2 0 1 6 г., я н в а р ь,  Ф и н л я н д и я.
 
Поезд из Хельсинки до Рованиеми вышел точно по расписанию, но почти сразу же остановился на Pasila, и стоял долго, невыносимо долго, почти сорок минут. Данила Ахимов глядел в заледеневшее окно на припорошенный снегом  гранит высокого обрыва вдоль дороги,  и поэтому не заметил, как рядом с ним устроилась эта женщина. Она что-то спросила, ему показалось, что по-фински, и он, занятый своими мыслями,  ответил коротко, как всегда отвечал в таких случаях:
- Mina en puhu suomea.
- Svenska? Engelska?  - cпросила женщина, чуть улыбаясь. Она была молода, не более тридцати пяти, светловолосая, крепкого сложения, обычной внешности. Наверное, при желании её можно было бы назвать красивой, но у Ахимова были свои каноны красоты.
- Engelska, - привычно ответил Данила.
Женщина пересела на скамью напротив него, вглядываясь в него, и, похоже, настраиваясь на длинный разговор.
- You’re Russian? – спросила она всё с той же мягкой мимолётной улыбкой.
- Yes, I'm, from Siberia, - сказал Ахимов, и тоже попытался улыбнуться.

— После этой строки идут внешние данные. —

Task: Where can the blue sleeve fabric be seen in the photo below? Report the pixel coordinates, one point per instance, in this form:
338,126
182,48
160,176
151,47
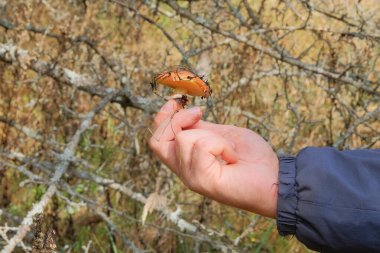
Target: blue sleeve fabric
330,199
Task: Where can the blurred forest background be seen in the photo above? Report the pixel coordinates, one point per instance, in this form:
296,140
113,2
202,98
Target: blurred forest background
76,174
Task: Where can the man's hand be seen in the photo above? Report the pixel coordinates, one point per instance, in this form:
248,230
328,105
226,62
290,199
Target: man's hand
232,165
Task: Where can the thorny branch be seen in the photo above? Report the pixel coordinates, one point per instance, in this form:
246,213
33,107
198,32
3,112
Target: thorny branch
297,72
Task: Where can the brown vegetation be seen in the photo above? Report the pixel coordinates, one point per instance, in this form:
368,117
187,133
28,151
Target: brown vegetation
76,105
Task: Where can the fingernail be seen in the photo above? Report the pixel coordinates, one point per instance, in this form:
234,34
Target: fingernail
194,110
168,107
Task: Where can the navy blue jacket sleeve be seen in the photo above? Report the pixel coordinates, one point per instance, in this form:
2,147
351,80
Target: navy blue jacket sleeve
330,199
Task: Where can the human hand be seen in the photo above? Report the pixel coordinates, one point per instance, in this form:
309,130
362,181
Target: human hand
232,165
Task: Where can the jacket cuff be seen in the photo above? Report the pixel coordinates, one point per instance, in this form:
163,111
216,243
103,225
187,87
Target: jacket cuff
287,197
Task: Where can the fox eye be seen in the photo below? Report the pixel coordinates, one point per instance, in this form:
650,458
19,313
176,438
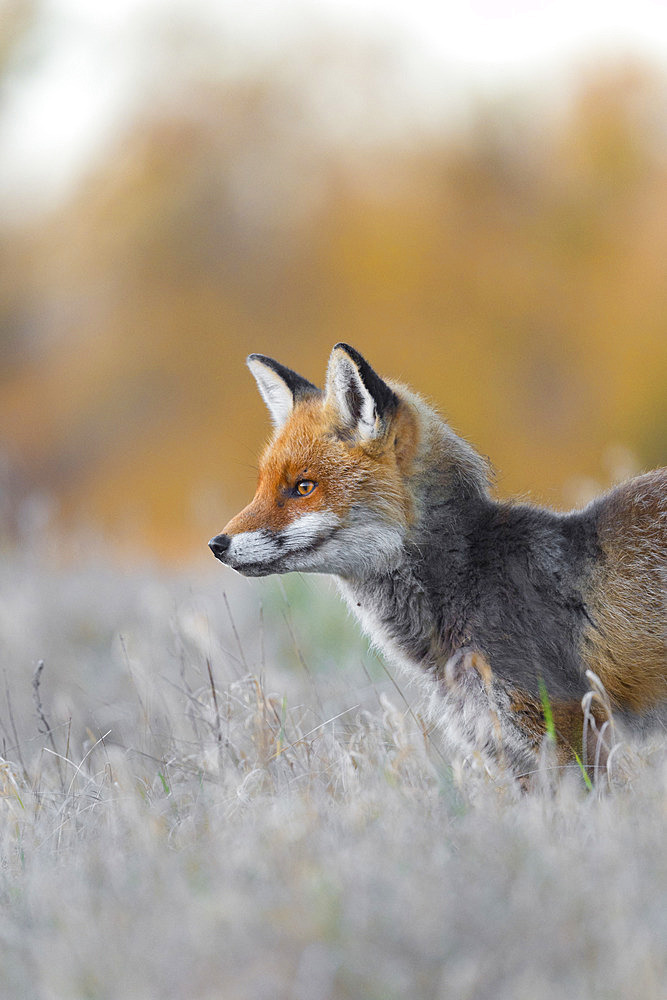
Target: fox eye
304,487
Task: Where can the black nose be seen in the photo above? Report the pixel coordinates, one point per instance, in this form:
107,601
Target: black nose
219,545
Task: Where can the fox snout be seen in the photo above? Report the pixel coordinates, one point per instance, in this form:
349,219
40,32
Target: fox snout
219,545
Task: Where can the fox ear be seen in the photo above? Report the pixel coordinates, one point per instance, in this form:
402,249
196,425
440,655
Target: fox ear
280,387
362,401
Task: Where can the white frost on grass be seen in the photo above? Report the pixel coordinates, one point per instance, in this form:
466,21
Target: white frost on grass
251,845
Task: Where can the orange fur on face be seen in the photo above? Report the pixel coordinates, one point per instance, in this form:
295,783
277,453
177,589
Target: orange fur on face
346,473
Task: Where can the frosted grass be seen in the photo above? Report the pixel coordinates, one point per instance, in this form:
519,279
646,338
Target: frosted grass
208,795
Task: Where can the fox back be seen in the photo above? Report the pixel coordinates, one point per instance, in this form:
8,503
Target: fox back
501,608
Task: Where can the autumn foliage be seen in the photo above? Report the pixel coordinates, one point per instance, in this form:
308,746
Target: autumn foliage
512,269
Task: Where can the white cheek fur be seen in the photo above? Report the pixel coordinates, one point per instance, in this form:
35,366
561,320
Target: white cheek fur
263,546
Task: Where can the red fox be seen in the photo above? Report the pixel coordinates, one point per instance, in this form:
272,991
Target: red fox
500,607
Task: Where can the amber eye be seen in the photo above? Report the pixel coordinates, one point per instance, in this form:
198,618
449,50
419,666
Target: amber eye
305,487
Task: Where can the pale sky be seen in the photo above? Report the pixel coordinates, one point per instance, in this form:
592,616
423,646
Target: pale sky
86,62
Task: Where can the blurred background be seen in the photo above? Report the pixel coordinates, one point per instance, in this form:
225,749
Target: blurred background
475,196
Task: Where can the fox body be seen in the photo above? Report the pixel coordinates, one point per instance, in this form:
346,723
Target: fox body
491,603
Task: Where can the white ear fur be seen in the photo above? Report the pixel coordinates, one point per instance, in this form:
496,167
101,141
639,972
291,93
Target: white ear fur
351,399
274,390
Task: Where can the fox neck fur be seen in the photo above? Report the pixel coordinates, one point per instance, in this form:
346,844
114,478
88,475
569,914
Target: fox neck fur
491,603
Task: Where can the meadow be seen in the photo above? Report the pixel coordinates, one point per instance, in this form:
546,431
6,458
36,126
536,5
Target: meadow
211,789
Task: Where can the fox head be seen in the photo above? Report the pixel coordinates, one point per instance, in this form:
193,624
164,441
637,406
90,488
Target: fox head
332,494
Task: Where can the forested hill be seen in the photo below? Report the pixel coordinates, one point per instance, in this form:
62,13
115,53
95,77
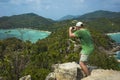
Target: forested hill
18,58
29,20
100,14
93,15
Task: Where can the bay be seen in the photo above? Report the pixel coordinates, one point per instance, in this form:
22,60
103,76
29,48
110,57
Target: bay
115,36
24,34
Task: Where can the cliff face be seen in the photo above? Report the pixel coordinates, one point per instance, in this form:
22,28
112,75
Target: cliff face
101,74
72,71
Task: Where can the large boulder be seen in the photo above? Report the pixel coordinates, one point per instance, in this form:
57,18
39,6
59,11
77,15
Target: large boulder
101,74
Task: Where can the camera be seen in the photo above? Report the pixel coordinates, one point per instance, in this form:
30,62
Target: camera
73,28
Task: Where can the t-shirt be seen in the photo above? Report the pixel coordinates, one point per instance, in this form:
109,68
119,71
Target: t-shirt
86,41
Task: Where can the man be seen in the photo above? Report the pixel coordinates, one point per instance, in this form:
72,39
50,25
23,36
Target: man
86,43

Поезд тронулся, наконец, и, быстро разгоняясь, мягко постукивая на стыках, начал своё движение на заметённый снегом финский север, где в окнах ещё мерцали отсветы огней рождественских ёлок. Встреча с адвокатом в Хельсинки оказалась очень тяжелой для Ахимова, и адвокат, маленькая суховатая женщина, прямо сказала ему, что решение по второй апелляции тоже будет отрицательным, скорее всего. Что ждать его долго, и что даже в случае положительного решения это будет означать только пересмотр дела, не более того. И не очевидно, что пересмотр будет в его пользу. В любом случае, депортация может произойти сразу после отрицательного решения Верховного суда в Хельсинки, в любой день, и неизвестно, будет ли куда ему возвращаться. В общем, всё было плохо, и даже ещё хуже – и он совершенно не понимал, что ему делать в этой ситуации.

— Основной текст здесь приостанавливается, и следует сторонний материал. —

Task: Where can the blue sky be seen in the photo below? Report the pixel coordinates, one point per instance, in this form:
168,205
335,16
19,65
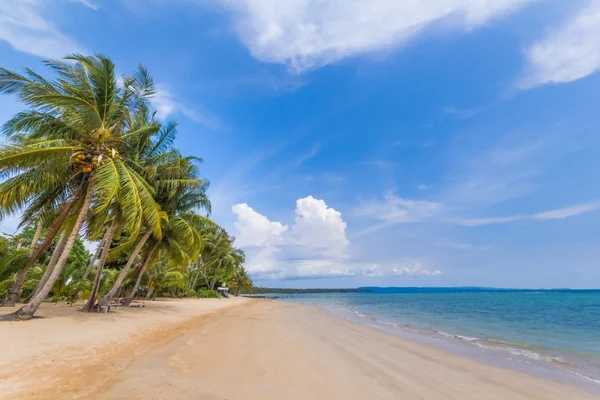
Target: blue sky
358,143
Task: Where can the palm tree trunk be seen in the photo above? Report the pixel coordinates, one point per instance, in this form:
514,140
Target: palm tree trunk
107,240
214,281
29,309
139,278
93,260
13,291
195,279
111,293
53,260
49,239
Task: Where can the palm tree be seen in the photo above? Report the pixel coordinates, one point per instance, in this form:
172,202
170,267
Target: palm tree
241,280
178,189
71,136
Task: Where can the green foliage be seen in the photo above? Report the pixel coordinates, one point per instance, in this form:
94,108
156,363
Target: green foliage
84,128
207,294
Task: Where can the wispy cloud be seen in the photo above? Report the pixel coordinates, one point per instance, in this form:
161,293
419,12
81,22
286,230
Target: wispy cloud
487,221
166,104
306,35
567,212
396,209
505,171
308,155
567,54
461,113
24,27
415,270
560,213
88,3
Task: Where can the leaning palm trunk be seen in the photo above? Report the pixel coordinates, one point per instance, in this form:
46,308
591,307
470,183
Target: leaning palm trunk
139,278
48,241
93,260
111,293
108,236
15,288
216,278
29,309
60,246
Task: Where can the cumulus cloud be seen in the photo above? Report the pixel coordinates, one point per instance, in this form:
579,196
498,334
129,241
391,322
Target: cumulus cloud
24,27
254,229
567,54
305,34
318,227
313,247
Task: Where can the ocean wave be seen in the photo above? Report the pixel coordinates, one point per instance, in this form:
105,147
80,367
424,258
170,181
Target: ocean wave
461,337
584,377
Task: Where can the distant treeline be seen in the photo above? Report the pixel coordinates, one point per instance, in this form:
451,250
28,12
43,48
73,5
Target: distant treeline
263,290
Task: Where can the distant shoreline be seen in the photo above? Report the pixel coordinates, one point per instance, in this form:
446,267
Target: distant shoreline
378,289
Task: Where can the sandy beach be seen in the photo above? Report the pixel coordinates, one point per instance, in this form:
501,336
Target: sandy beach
238,349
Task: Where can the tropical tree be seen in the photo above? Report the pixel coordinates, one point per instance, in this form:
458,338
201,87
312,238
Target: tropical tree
70,136
240,281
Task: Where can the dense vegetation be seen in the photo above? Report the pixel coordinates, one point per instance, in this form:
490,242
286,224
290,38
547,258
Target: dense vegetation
88,159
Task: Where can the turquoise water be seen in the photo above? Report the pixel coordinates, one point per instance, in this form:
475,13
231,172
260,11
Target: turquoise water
559,328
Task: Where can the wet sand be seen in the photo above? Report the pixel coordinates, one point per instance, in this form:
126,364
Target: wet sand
255,349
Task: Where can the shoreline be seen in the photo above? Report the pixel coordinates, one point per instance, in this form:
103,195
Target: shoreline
492,352
241,349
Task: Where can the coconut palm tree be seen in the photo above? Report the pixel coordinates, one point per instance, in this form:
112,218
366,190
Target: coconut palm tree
178,190
75,127
240,280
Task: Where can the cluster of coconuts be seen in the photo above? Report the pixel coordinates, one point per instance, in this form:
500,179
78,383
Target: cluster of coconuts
88,162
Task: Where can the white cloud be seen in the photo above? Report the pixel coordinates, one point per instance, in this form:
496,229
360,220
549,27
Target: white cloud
488,221
314,246
461,113
504,172
318,227
24,27
414,270
87,3
254,229
166,104
560,213
567,54
399,210
305,34
568,212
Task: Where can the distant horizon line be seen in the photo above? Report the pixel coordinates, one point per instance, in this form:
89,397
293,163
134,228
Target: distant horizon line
430,287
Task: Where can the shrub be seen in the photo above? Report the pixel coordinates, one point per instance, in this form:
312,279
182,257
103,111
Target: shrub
207,294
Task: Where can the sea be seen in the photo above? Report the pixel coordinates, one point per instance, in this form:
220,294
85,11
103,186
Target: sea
554,334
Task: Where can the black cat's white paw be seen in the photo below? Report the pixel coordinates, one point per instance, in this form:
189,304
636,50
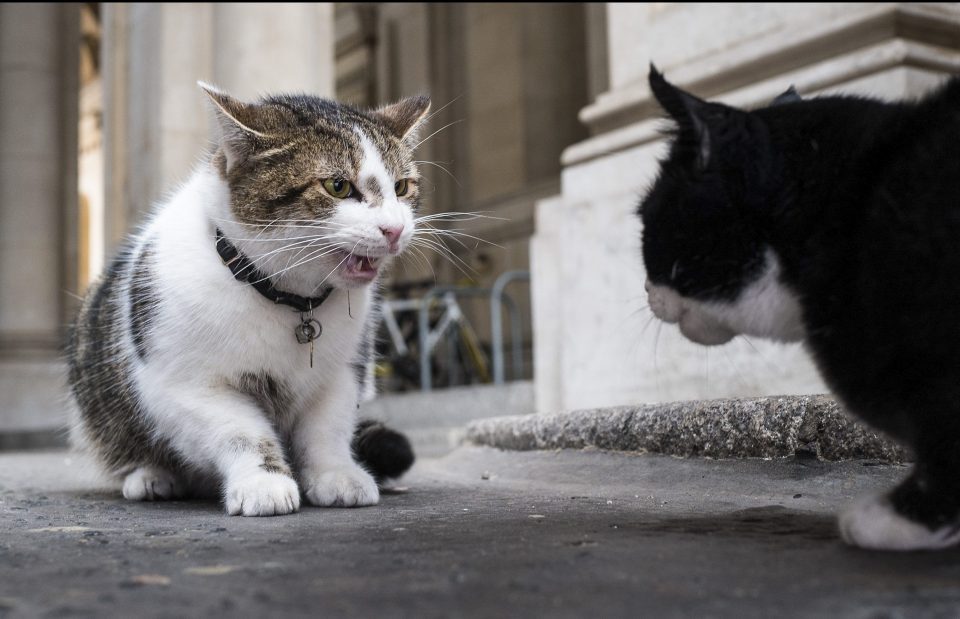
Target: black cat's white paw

Он посмотрел на женщину, и она улыбнулась ему открыто и приветливо. За окном поезда мелькали снег, сугробы, какие-то дома, ели, а потом пошёл сплошной лес, слева и справа. «Совсем как в Сибири», - подумал он отрешённо. Он понимал, что возвращаться ему нельзя – поскольку штатные тролли из местной жёлтой газетенки вывалили на него тонну помоев сразу после отъезда в эмиграцию. И что нет у него никаких шансов отмыться до конца дней своих, никаких шансов найти работу, если он вдруг решит вернуться, поджав хвост. И просто никаких шансов даже на самую обычную жизнь скромного пенсионера.

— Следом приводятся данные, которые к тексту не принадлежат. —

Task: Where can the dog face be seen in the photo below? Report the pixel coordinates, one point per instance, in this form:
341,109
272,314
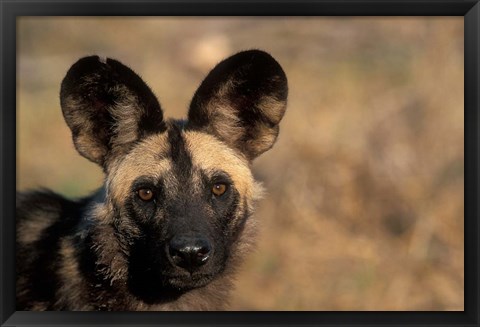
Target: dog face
178,194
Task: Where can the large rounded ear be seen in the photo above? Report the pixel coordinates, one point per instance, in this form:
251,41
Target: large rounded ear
107,107
242,101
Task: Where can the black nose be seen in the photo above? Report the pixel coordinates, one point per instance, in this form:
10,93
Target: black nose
189,251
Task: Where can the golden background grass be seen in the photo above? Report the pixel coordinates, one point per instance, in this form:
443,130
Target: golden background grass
364,204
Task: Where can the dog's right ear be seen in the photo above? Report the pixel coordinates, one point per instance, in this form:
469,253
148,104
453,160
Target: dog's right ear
107,107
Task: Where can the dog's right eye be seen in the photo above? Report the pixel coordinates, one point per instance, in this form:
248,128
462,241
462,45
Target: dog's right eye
145,194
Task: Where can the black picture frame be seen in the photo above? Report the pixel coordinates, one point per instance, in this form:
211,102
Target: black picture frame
10,10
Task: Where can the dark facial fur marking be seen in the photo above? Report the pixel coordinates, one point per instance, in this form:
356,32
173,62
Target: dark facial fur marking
173,219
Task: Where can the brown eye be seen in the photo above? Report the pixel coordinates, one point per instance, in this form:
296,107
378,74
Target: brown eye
219,189
145,194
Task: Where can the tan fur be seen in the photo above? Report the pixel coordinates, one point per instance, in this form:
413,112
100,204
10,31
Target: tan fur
149,158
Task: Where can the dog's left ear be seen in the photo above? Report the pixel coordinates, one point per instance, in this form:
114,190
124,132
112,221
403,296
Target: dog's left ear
242,101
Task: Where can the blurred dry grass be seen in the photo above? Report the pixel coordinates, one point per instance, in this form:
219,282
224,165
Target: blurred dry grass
364,209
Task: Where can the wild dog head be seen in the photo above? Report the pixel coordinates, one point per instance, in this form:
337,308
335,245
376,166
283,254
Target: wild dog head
178,193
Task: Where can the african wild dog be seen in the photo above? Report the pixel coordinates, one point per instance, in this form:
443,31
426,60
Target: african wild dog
173,218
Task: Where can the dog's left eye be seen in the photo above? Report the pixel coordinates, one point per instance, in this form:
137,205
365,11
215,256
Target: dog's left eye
219,189
145,194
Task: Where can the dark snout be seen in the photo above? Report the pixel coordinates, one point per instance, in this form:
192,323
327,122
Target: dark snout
189,251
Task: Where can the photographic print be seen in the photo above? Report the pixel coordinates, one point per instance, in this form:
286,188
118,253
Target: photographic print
161,142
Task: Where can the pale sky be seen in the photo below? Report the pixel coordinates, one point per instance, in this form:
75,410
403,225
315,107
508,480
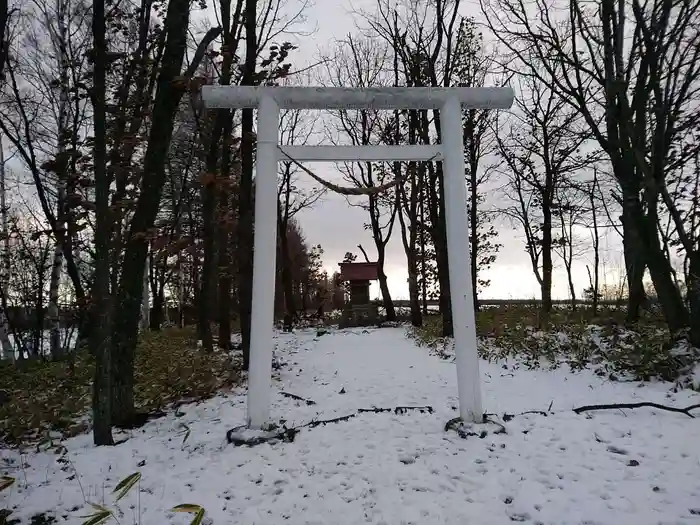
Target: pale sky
338,227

- I guess, it’s very cold in Siberia, - сказала женщина.
- Yes, sometimes we have got minus fifty degrees in the winter, - сказал Ахимов.

Они постепенно разговорились. Женщина жила в городишке неподалеку от Пиетарсаари, куда он направлялся. «Вот и решение, -  с горечью усмехнулся про себя Данила. – Всего лишь сойти на одну остановку раньше».

Будь он моложе…

Будь он моложе, можно было бы, не задумываясь, сойти с поезда на станции Vaasa, а там на паром до Готланда. Там друзья, там он мог бы жить сколь угодно долго без документов. По крайней мере, можно было бы перекантоваться до весны. А весной, с приходом тепла, можно было бы уехать во Францию, в Париж -  там христианские миссии, с голоду не пропадёшь. А ночевал бы под мостом, как и все нормальные люди.

Но ему давно за шестьдесят, и безвозвратно ушло то время, когда он мог знакомиться с молодыми женщинами, и спать под мостом. Поэтому пусть всё идёт, как идёт, жизнь всё равно выведет туда, куда предназначено судьбой.

Татьяна звонила перед самым Новым годом, сказала, что болеет... бог с ней. Не вспоминала тридцать лет, могла бы не вспоминать и дальше.

Он добрался до своей станции к четырём часам утра, маршрутки ещё не ходили, а транспортная служба иммиграционного бюро бодро послала его на фиг. Типа, доберёшься сам, ничего с тобой не случится.

2

1 9 7 2 г., ф е в р а л ь, Т и х а н г о у. А р м е й с к и е  б у д н и.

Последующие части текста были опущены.